Wednesday, November 4, 2015

Every Month is NANoWriMo



I’ve never officially participated in National November Writing Month. It sounds like a wonderful club to be part of, and I always give a virtual high-five to those who sign up for it. So why am I not in that club? Because for me every month is Writing Month.  People often say I’ m very prolific, and there’s a reason for that. I write a lot.

When I had a full-time job, I wrote during lunch and after work. I wrote my first full novel by vowing that I would come home from work and write five pages a day, no matter how late I had to stay up. I once lived next door to a man who worked full time and had a family. He got up an hour early every morning to write. I don’t know how it worked out for him—if he ever wrote his novel—but I admired his dedication.

The story is that Mary Higgins Clark was left a young widow with four children. Working on a secretary’s salary, she knew she was in trouble. So she got up early every morning to write. Judy Greber used to bribe her young boys to give her writing time. Sophie Littlefield said her friends couldn’t understand why she wouldn’t go for a spa day with them or go out to lunch: she had a novel to write. We all know how those stories worked out.

 I don’t mean you have to give up a social life to be an author. But I do mean you have to be serious enough to choose your social life wisely. I’m grateful for friends who know that when I disappear for days at a time and can’t go to lunch and am often distracted it means I’m writing. I recently went to a talk with two authors who are a couple. They talked about how nice it was to live with someone who understood that when you were looking out the window for an hour, it didn’t mean you weren’t working.

When I’m working on a first draft, I set myself the goal of writing 2,000 words a day. Every day. I know that sounds like a lot, but I’ve heard a couple of very successful authors say that for them it’s 5,000 words. Yeah, that means in their world I’m a slacker. These are not beautiful, perfect, or even acceptable words, but they give me something to work with.  I’ve had people tell me they can’t go onto the next scene until they’ve perfected the one before. That probably works for some people, but more often than not, it means they’ve written the first sixty pages or so and have never gone beyond that.

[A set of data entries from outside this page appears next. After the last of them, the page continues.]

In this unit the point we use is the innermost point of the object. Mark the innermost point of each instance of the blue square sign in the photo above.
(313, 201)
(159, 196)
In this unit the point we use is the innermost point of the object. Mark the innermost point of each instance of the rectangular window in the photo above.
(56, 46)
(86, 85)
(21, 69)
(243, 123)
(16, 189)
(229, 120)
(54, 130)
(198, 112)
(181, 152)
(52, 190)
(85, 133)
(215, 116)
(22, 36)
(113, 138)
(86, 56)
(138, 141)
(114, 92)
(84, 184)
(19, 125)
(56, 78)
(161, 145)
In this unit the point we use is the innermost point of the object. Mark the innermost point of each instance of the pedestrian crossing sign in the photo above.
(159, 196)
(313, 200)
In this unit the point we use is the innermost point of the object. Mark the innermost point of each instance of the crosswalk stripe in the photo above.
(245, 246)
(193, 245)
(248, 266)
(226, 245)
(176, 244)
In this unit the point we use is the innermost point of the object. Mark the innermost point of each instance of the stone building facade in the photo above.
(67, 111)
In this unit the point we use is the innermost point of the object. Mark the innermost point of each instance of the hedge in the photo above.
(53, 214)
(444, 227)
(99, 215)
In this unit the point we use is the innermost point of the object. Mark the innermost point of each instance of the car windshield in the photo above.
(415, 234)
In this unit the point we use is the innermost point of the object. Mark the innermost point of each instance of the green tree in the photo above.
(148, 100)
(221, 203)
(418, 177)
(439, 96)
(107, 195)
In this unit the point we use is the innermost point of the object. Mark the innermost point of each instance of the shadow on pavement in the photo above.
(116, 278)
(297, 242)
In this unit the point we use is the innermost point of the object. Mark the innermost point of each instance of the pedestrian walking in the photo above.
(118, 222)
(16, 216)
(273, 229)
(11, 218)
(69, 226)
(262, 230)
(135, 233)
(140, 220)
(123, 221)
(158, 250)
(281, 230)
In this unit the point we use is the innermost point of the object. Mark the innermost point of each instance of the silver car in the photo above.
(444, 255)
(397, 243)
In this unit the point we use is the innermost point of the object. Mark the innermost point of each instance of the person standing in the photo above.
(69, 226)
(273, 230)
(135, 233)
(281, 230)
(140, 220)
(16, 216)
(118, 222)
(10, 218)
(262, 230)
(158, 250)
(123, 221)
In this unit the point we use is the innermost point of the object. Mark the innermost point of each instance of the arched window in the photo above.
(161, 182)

That’s where NaNoWriMo comes in. People force themselves to write enough words every day to have 50,000 words by the end of the month. It’s a good exercise. I know, because for me any month can be November.


4 comments:

Priscilla said...

Terry, I always enjoy your perspective in your blogs. Yes, it is crucial to take ourselves seriously at a craft in a world that takes it less seriously than volume production. (Craft is just a hobby, right?) We must also learn our most effective pace. Some of us write brilliantly at a fast one. Some of us need the pressure of a deadline just to get that first draft down. And some of us sweat blood over every word and suffer until we make the minimum number of words. Craft is personal. That is what gives it beauty. In the meantime, as you say, just write and do what you need to get it done. Writers never feel complete unless they write.

Kathy McIntosh said...

Told myself TODAY was the day I'd write 2,000 words. So I'm back to it. Thanks for the reminder and inspiration.

Unknown said...

I admire people who set such incredible writing goals every day. I'm not a Nano person either, and though I don't write every day I do write as often as I can. Along the way, I discovered that I can't just write what comes to mind, as a full length novel, and then go back and edit. I've timed myself on this -- it actually takes me longer than if I write a chapter to as best as I can get it and THEN move onto the next chapter. It's the way my brain works, and it's the process that gets me to The End faster than any other writing style.

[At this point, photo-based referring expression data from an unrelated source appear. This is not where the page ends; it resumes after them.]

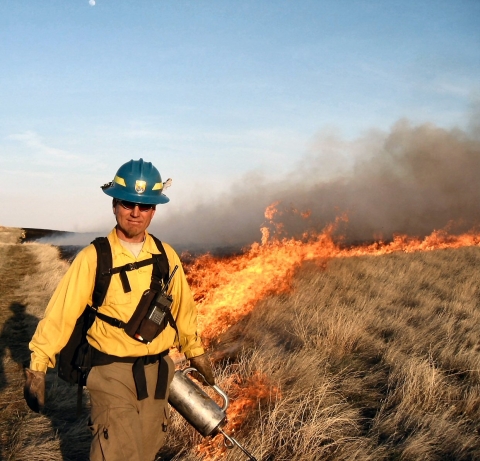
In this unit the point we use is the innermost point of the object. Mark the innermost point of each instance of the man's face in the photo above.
(131, 222)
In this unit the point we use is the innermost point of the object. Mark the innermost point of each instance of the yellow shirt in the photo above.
(74, 292)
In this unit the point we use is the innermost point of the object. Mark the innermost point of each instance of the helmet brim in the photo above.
(146, 199)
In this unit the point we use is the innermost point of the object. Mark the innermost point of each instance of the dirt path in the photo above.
(16, 328)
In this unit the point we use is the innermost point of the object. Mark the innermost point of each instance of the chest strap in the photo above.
(122, 270)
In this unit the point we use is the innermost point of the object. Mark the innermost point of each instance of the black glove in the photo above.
(202, 364)
(34, 389)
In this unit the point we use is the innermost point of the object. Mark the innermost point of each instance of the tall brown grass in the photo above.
(372, 358)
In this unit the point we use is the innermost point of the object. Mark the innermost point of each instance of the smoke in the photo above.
(412, 180)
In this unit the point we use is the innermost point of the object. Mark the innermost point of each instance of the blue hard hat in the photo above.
(137, 181)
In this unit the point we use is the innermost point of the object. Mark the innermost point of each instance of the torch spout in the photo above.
(235, 442)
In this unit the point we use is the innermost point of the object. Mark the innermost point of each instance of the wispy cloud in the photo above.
(35, 142)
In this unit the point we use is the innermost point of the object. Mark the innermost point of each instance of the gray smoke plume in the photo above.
(412, 180)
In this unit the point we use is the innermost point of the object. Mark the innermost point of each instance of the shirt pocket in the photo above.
(116, 294)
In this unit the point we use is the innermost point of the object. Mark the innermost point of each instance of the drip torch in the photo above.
(199, 409)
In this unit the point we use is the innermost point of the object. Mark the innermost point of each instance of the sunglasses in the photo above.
(131, 205)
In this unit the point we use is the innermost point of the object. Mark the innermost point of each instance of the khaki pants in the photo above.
(124, 428)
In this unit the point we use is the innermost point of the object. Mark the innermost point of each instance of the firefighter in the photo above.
(128, 381)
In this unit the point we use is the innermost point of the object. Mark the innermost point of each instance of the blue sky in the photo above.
(211, 91)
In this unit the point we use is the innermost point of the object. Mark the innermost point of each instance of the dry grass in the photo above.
(374, 358)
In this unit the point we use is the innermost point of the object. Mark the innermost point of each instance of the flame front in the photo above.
(226, 289)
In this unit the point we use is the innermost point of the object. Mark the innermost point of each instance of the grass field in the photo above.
(366, 358)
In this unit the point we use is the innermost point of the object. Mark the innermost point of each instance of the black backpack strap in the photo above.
(103, 275)
(161, 269)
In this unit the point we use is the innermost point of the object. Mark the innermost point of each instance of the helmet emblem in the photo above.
(140, 186)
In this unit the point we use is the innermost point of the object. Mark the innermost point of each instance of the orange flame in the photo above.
(226, 289)
(245, 395)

The point: find what works best for you and stick with it. It's persistence that makes the difference. :)

Terry said...

Priscilla, since you write such exquisite prose, who can argue with your process? And Terri, you have obviously experimented, and found what works for you. I'm thinking of those people who parse the same few chapters again and again as a way of avoiding moving forward. There's a fear factor. I think for those writers, putting any words down on paper would be freeing. I'll bet NaNoWriMO has helped many of them.